Quote from armaniman:
Tradersavvy ----
Spreadem offers excellent advise. For at least a month DO NO TRADING AND just WATCH ES and/or NQ, every tick, every day. Do paper trade (either in your head or on a simulator).
With no money on the line and no emotional attachment to a position, after you've watched many hundreds of moves you will begin to imprint on your subconscious just how costly it can be not to cut losers (especially in any futures contract) very, very short and to let winners run. You'll eventually see directly just how many points (and it will be a huge, huge number) you are giving up on both sides of the trade ---- defense and offense ----by not being ruthless in cutting losing trades and letting winners have their head until the trend has clearly turned against your position.

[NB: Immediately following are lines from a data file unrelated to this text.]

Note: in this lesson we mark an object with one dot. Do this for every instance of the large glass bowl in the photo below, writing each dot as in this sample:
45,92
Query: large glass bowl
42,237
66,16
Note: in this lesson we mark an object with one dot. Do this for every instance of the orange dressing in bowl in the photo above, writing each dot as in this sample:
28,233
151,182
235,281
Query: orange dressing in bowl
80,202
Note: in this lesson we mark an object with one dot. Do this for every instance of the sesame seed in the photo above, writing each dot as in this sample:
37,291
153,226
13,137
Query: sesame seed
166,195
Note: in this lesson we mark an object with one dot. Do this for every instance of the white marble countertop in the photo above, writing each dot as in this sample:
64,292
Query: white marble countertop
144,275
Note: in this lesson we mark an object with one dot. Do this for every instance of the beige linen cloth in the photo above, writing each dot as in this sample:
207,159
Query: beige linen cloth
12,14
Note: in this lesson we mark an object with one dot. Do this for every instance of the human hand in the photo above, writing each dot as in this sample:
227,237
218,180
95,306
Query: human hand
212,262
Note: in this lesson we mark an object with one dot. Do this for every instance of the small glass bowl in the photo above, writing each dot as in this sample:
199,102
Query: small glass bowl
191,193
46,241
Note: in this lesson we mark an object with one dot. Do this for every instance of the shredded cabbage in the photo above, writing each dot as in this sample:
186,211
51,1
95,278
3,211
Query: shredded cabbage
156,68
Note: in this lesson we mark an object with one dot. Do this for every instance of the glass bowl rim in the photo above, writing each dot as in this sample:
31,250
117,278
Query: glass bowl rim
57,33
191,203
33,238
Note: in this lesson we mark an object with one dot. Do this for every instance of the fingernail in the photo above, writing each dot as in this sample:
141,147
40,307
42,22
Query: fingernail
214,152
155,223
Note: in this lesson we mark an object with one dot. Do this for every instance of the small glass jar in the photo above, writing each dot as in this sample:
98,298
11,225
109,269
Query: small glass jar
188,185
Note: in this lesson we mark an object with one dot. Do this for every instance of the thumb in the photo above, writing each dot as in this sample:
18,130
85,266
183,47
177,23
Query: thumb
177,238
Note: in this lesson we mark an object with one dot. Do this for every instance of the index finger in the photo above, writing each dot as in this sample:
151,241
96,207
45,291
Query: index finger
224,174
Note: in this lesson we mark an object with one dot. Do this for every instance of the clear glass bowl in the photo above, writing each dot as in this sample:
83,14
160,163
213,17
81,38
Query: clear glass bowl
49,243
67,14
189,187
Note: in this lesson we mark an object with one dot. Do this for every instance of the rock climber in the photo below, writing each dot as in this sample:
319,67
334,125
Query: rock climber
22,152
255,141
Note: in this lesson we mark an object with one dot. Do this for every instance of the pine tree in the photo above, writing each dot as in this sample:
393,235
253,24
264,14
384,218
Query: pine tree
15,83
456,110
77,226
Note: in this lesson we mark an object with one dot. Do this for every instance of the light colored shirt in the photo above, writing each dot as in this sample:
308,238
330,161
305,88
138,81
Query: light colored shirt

Jesse Livermore said it best: (paraphrase) The typical (losing trader) hopes prices will turn around and come back when he has a losing position and fears prices will reverse on him when he has a winning position. The correct (and mandatory) psychology of the winning trader is, of course, exactly the opposite: fear, really fear, being underwater at all, and hope, really hope, that a winner will extend itself. After all, the foundational law of good trading is Newton's first law: A body in motion *tends* to remain in motion. Tends is the operative word: it's not always true, but if you bet that it will be true over a series of plays, the probabilities are overwhelmingly on your side. Convince both your conscious and your unconscious mind that's it's true and you're on your way to consistent profits.